The other thing I would think through is your directory and url name space setup. As I said before it sounds like your main document is not protected for some reason and 3 things it references are protected perhaps. It's probably worth thinking through that all of you files you referencing and using are where you think they are -- and that these are in facted mapped into the URL space like you think they are -- and that your using the correct URLs for them. I just mention this because this is somewhat complicated -- and I'm not certain how much experience you have with this sort of thing.

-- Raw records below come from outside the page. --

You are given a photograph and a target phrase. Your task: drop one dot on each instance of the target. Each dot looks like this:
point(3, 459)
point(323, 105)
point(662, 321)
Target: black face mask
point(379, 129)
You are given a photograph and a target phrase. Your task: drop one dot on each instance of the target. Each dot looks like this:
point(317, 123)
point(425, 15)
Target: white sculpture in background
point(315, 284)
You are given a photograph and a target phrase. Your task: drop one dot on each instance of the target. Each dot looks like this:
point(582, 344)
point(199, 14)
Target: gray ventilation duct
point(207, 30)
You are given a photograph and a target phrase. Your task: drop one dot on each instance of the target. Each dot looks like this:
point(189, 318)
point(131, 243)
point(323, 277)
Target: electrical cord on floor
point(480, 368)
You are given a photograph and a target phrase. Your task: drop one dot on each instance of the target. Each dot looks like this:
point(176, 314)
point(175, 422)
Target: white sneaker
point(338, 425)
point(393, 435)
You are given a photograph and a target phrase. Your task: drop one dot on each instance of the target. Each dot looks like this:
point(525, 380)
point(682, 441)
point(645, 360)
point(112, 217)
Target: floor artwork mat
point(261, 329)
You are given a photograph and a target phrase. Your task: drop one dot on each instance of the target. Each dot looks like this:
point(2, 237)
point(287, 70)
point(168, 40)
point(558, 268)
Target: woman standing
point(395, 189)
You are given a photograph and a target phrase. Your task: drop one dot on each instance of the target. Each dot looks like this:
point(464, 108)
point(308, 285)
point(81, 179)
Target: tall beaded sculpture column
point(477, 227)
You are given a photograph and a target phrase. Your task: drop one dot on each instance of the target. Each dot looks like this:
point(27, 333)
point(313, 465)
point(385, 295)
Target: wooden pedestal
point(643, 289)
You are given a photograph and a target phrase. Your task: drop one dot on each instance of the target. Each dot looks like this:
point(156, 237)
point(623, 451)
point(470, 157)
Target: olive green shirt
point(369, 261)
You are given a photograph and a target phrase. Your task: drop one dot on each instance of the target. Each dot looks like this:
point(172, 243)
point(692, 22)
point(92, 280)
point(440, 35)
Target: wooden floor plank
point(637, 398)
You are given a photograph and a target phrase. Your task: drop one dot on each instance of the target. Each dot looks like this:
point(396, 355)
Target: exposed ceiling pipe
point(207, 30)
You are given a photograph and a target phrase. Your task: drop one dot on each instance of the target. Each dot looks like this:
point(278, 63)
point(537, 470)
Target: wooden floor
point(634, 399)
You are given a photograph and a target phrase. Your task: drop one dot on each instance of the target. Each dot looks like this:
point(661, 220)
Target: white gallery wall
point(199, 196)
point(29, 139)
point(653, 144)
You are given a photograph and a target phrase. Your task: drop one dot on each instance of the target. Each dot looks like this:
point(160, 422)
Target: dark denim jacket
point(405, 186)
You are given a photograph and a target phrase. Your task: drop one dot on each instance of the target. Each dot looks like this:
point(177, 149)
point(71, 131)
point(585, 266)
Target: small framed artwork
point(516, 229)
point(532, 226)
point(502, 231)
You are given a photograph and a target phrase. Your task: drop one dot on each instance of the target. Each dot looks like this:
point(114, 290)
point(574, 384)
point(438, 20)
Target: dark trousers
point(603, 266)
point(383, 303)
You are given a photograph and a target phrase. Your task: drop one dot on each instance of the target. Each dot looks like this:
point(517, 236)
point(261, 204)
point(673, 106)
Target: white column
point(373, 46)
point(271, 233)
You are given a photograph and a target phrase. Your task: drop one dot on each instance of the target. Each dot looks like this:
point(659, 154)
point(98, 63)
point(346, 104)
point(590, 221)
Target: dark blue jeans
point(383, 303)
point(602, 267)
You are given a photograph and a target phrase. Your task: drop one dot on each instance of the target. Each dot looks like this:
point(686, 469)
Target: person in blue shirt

Sorry no solution -- just trying to spark an idea. Maybe something I said will help.

Rob

By the way -- in the previous post I meant "sites-available" not sites "sites-enabled". The way apache works is you setup sites in "sites-available" and enable them to get a link put into "sites-enabled".

Rob

I've made progress, but what one problem still remains

I changed:

Directory /var/www/bussellExtended>

to

<Directory /var/www/>

When I connect with the site, a login prompt appears and I'm not allowed to bypass the login by clicking cancel or closing out the box. Good (and all stylesheets load as advertised)

But, the problem now lies with the password I use for the login. As I mentioned earlier I set the password by using these steps:

sudo htpasswd -c /home/secure/apasswords family
set encryptedpassword
sudo chown www-data:www-data /home/secure/apasswords
sudo chmod 0660 /home/secure/apasswords

The password I'm using is the one I declared in those steps, it works and I'm allowed entry into the site.
However, when I checked the /home/secure/apasswords file the entry is not what I'm using it is this:
family:/mQstQkadCZ.o

So there are two questions that are puzzling me:
1. Why is there an entry in my /home/secure/apasswords that is family:/mQstQkadCZ.o instead of family:/encryptedpassword
2. And where is the file that has the entry for the password that I'm using?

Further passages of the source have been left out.